So in this short burst of a blog I thought I'd touch on equipment and the fact that so many of my students have no idea how to truly operate it to get the most out of it. When to change settings, how to navigate the UI, manual controls for white balance, contrast, color, time lapse, video settings and so on. I implore to get familiar with there camera, sitting down with their manual and camera and learning its menu, buttons, settings, and customizing functions and buttons. You need to know what your camera is capable of! It's a mini computer, containing features hidden within. Know how to use it to your advantage concerning exposure to achieve the best results for the light and timing. You don't need a highend camera like a Nikon D850 or a 100 megapixel Fujifilm GFX-100, even know how to work that camera app you bought in you iPhone will make for better photos/video's in the end. You don't always need a tripod these days for captures in low light of even waterfalls, but it helps. As for static images, I often see landscapers who almost never shoot without a tripod. Today's technology, with high ISO noise reduction in-body and lens based image stabilization, and wide aperture lens. We can shoot with confidence that our camera will get it right if you know how to use it to it's fullest potential. I do know many use layers, HDR, focus bracketing, etc, and that calls for a tripod in many cases.
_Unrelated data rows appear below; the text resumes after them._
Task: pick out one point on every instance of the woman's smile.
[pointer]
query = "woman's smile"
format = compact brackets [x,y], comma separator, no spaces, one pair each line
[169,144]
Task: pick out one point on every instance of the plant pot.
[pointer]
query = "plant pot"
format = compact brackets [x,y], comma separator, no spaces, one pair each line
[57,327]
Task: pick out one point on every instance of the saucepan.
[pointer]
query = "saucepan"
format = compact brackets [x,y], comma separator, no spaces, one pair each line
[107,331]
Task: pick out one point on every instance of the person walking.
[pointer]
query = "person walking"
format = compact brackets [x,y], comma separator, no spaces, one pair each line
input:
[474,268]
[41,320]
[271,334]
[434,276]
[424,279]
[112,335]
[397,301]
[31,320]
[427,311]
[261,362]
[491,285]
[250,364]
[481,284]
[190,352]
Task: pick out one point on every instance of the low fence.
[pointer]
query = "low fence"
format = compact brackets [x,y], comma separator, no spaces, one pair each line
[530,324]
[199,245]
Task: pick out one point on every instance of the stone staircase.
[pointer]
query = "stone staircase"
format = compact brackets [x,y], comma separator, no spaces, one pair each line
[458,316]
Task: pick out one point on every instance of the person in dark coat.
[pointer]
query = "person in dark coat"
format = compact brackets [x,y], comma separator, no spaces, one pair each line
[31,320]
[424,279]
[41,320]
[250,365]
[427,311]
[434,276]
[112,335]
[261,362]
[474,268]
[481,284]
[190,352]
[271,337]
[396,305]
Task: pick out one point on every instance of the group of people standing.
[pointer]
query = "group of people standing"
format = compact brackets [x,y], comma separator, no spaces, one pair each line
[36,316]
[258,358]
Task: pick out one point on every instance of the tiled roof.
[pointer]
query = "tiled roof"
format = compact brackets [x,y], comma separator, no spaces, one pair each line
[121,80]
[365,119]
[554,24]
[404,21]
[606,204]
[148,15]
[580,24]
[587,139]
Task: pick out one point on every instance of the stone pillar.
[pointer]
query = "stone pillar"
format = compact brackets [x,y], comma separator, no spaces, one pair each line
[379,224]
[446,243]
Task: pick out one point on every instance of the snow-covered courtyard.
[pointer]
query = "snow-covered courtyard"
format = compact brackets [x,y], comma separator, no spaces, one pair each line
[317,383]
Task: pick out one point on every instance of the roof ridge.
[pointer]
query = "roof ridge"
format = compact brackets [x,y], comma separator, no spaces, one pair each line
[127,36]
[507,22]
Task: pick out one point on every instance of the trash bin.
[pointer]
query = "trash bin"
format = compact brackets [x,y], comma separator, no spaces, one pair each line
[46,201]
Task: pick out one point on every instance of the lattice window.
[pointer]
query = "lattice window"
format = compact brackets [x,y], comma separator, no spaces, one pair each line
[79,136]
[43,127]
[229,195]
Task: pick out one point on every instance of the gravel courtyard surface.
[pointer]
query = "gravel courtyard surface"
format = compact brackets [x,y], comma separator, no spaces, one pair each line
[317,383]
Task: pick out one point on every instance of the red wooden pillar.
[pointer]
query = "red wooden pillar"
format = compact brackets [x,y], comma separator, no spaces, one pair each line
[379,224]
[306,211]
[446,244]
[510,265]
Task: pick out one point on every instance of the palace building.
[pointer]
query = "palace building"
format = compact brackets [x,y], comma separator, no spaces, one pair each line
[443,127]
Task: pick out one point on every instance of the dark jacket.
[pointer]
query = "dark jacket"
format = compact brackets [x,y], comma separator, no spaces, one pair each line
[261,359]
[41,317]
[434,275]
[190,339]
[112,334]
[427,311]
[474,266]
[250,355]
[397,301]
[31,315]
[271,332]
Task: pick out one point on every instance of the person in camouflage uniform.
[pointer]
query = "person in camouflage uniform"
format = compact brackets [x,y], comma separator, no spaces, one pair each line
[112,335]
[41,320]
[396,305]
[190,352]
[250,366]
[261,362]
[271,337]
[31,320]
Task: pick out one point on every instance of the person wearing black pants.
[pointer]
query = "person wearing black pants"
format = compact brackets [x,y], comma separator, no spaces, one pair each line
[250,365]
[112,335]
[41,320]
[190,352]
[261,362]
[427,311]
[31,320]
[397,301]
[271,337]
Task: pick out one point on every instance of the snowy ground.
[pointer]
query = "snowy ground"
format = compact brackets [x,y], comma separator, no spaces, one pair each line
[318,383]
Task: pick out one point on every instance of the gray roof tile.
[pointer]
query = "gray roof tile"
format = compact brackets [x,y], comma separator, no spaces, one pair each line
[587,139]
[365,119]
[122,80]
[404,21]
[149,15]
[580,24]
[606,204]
But finally my point is, if you know how to set up your camera, you're familiar with it's operation, settings, modes, kelvin, noise levels and focus your chances of gaining a better outcome are assured. And don't be afraid to use RAW exposure for difficult situations. In the last few years though I will say that the latest crop of mirrorless camera's have excellent JPEG abilities. I am amazed by the pliability of the files of recent camera's from the big 5 companies, especially Nikon.
So after you get the shot, please don't overwork it in photoshop or lightroom or what ever software you use. Be wary of your contrast, not too much, not too little. I see so many nice images ruined with too little or to much contrast. So all in all get out there, have fun and make sure you know how to get the best from your camera. It will reward you, it will keep your mind sharp remembering just what you need to do to get the best from that light.